Chargé de décrire les langues en tant que systèmes, le linguiste est donc confronté d'emblée aux différences. Le statut qu'il va leur accorder, dans la quête des universaux, dépend du cadre théorique dans lequel il se place.

Le débat sur la relativité linguistique

Jusqu'au début des années 1960, c'est surtout sur la diversité et la spécificité des langues du monde que s'est portée l'attention des linguistes, aussi bien outre-Atlantique qu'en Europe. Aux États-Unis, la célèbre hypothèse dite de la « relativité linguistique » a été avancée dans le cadre des travaux sur les langues amérindiennes effectués par les ethnolinguistes. Cette hypothèse, à laquelle s'attachent les noms d'Edward Sapir (1884-1934) et de Benjamin Lee Whorf (1897-1941) et qui a donné lieu à force débats et controverses, postulait que les catégories les plus fondamentales de la pensée (comme celles de temps et d'espace), dont la réalisation varie d'une langue à l'autre, seraient en quelque sorte informées par la langue. La langue d'une communauté donnée organiserait donc l'appréhension que cette communauté a de la réalité et la représentation qu'elle se fait du monde. Selon une version caricaturale de la position de Whorf, qui revient à le situer indûment dans la lignée des disciples allemands de Wilhelm von Humboldt, les différences entre les langues entraîneraient inéluctablement des différences de structuration intellectuelle et affective, des « visions du monde » irréductibles.

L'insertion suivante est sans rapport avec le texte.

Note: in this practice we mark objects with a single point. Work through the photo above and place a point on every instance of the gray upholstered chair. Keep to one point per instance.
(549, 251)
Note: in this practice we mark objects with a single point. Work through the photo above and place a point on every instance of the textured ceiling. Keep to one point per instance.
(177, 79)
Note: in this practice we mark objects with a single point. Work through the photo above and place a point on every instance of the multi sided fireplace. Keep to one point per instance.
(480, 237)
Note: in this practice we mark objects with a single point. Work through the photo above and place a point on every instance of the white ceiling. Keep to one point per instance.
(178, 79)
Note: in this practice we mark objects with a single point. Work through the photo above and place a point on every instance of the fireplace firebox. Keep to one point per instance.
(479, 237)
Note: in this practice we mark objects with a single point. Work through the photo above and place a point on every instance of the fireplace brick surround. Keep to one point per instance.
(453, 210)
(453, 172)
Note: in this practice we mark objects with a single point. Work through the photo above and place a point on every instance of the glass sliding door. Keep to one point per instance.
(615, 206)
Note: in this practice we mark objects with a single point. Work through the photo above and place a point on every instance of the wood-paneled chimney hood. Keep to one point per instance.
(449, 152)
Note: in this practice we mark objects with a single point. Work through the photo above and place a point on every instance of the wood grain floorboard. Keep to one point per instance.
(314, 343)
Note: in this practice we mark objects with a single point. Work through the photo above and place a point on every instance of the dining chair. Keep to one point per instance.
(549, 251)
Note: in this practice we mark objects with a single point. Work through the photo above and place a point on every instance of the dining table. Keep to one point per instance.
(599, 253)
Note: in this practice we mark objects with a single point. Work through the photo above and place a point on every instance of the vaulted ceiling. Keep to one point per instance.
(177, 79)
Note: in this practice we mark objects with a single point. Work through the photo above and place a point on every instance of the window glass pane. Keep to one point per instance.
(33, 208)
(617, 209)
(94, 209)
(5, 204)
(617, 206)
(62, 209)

En fait, les vues de ces deux précurseurs, que des relectures récentes ont contribué à éclairer et à réhabiliter partiellement, étaient beaucoup plus subtiles que ne le laisse entendre une telle caricature. Selon eux, les processus linguistiques participeraient d'opérations cognitives situées au cœur de l'activité conceptuelle des humains. Mais ces processus n'opéreraient pas de façon arbitraire sur des données d'expérience indifférenciées : ce seraient des élaborations secondes, venant travailler des données déjà structurées par la perception – données qui constitueraient une base commune pour la référence. Il existerait donc des configurations d'expérience universelles, sur lesquelles opéreraient de façon variable des schémas linguistiques de classification et de catégorisation.[...]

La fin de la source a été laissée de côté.